VMware vCenter Server 6.5.x
VMware vSphere ESXi 6.5

Cause

  • The security domain policy of the destination ESXi host contains the correct permissions for the virtual machine after the migration is complete, but not during the migration.
  • Certain paths (such as the swap file) may be in a transient state while the configuration file is not yet finalized. As a result, hostd detects a false positive when verifying the content of the config file and terminates the storage vMotion task.

Resolution

  • This is a known issue affecting the ESXi 6.5 version. 

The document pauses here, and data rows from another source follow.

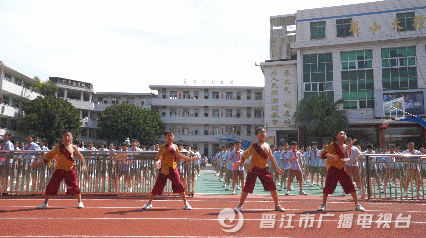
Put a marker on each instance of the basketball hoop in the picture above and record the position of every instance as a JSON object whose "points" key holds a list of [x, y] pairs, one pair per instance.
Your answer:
{"points": [[384, 125]]}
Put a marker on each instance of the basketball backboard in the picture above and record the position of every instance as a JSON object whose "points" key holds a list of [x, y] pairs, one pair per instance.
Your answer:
{"points": [[394, 109]]}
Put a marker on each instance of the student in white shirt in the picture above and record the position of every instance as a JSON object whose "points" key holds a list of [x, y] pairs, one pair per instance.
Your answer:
{"points": [[413, 170]]}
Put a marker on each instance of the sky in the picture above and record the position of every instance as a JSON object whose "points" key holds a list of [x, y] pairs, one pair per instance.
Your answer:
{"points": [[125, 46]]}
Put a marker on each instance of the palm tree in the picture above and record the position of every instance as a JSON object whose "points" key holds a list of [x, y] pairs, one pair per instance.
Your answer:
{"points": [[46, 88], [320, 116]]}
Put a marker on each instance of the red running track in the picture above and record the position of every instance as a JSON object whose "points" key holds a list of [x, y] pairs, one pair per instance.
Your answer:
{"points": [[108, 217]]}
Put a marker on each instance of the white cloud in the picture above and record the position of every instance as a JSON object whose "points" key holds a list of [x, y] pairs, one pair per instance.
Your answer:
{"points": [[128, 45]]}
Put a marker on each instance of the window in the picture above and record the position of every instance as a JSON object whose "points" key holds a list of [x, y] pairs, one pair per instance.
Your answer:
{"points": [[238, 130], [318, 30], [238, 95], [5, 100], [257, 96], [406, 21], [15, 103], [186, 95], [185, 130], [173, 128], [173, 112], [343, 26], [185, 112], [357, 79], [113, 101], [318, 75], [215, 112], [173, 94], [399, 69], [229, 95], [229, 130], [248, 130], [257, 113], [228, 112], [216, 130], [215, 95], [18, 81], [8, 77]]}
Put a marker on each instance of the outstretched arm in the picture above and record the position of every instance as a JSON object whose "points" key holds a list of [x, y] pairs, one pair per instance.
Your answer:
{"points": [[184, 157], [274, 163], [80, 156]]}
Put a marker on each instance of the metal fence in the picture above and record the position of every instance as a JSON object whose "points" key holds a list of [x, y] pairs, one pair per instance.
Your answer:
{"points": [[393, 176], [109, 173]]}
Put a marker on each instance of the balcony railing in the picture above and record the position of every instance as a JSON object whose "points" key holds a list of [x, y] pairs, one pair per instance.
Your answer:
{"points": [[107, 173]]}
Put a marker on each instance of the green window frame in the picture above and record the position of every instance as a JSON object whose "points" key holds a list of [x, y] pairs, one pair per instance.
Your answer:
{"points": [[343, 26], [357, 79], [318, 30], [399, 68], [318, 75], [406, 21]]}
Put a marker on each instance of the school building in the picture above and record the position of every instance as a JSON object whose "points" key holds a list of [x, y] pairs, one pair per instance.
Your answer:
{"points": [[207, 117], [366, 54]]}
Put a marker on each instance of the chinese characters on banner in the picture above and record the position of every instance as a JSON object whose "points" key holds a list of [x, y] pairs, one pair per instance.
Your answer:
{"points": [[281, 94]]}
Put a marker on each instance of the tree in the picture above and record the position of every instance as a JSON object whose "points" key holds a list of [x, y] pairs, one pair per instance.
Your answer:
{"points": [[49, 117], [46, 88], [119, 122], [320, 116]]}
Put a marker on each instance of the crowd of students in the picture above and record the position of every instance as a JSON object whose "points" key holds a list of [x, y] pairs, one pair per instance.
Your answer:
{"points": [[309, 169]]}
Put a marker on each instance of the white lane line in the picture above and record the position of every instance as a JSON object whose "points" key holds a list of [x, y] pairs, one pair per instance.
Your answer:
{"points": [[165, 218], [210, 200], [101, 236], [205, 208]]}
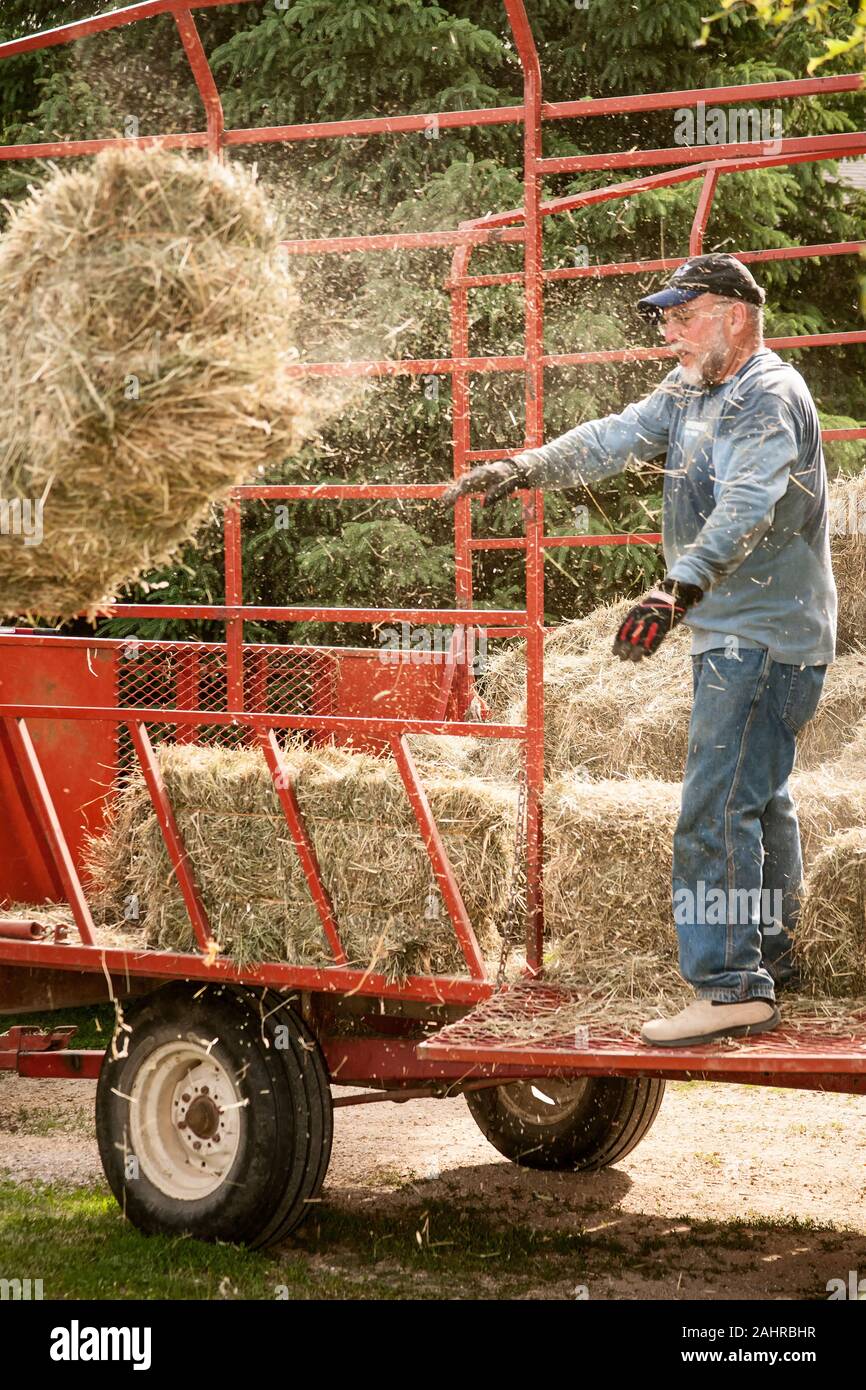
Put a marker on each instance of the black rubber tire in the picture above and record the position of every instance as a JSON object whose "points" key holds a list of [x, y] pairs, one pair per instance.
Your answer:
{"points": [[282, 1111], [302, 1059], [598, 1123]]}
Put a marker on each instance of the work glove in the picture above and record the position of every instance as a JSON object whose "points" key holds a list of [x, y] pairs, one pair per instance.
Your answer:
{"points": [[495, 480], [649, 622]]}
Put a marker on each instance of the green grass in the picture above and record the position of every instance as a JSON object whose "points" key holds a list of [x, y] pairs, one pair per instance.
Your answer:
{"points": [[95, 1023], [77, 1241]]}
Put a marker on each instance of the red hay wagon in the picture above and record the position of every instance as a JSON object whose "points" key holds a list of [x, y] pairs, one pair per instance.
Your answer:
{"points": [[214, 1107]]}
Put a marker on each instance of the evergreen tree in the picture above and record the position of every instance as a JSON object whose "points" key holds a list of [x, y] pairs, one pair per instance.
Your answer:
{"points": [[316, 60]]}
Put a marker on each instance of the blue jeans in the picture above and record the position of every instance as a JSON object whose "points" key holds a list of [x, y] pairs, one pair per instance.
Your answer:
{"points": [[737, 866]]}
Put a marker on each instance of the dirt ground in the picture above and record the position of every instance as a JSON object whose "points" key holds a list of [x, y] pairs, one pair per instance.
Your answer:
{"points": [[736, 1191]]}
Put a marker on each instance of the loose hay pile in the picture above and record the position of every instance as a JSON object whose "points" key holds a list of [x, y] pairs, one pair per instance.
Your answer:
{"points": [[848, 549], [831, 931], [608, 884], [145, 324], [616, 719], [364, 834]]}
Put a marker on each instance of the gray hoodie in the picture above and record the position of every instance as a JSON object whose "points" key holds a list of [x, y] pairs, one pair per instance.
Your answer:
{"points": [[744, 502]]}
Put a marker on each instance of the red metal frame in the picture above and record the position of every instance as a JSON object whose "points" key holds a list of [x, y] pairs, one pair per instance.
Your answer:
{"points": [[521, 227]]}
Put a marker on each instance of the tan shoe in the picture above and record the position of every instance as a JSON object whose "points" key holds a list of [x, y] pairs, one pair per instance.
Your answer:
{"points": [[704, 1022]]}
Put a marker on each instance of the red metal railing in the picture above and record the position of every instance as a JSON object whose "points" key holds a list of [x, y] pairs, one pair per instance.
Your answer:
{"points": [[523, 227]]}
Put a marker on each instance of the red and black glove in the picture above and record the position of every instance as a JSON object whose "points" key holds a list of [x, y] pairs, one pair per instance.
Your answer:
{"points": [[649, 622], [495, 480]]}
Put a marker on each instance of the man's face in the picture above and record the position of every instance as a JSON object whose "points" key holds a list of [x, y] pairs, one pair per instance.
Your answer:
{"points": [[699, 332]]}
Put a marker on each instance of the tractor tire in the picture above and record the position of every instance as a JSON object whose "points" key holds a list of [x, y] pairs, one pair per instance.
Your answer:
{"points": [[567, 1126], [213, 1116]]}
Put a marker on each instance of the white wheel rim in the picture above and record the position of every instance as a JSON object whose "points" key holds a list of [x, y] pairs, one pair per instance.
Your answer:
{"points": [[185, 1121]]}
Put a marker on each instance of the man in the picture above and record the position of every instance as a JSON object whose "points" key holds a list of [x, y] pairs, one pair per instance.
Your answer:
{"points": [[745, 538]]}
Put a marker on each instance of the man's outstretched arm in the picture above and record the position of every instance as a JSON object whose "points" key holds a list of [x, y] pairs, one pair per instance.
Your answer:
{"points": [[590, 452]]}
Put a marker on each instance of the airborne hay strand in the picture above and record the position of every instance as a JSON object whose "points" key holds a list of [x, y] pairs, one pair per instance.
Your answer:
{"points": [[366, 838], [145, 325]]}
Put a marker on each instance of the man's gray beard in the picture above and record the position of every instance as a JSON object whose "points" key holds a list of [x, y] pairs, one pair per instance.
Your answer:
{"points": [[711, 369]]}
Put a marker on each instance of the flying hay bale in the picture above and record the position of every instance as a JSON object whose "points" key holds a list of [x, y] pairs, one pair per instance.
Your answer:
{"points": [[831, 934], [145, 328], [366, 838], [848, 551]]}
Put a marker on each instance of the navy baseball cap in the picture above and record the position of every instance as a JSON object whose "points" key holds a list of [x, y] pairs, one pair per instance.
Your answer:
{"points": [[713, 274]]}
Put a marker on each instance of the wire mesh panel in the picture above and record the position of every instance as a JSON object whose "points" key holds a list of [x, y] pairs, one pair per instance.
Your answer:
{"points": [[277, 680]]}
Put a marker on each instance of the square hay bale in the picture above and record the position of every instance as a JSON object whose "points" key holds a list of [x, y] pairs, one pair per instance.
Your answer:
{"points": [[366, 838]]}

  • This issue is resolved in ESXi 6.5 U1 version, and available at Broadcom Downloads.

  • To work around this issue without performing an upgrade, add this option to the /etc/vmware/hostd/config.xml file to disable the logic that triggers the false positive.
    <config>
    <plugins>
    <vmsvc>
    <enforceVmxSandbox> false </enforceVmxSandbox>
    </vmsvc>
    </plugins>
    </config>
Note: The hostd process will need to be restarted for the option to take effect.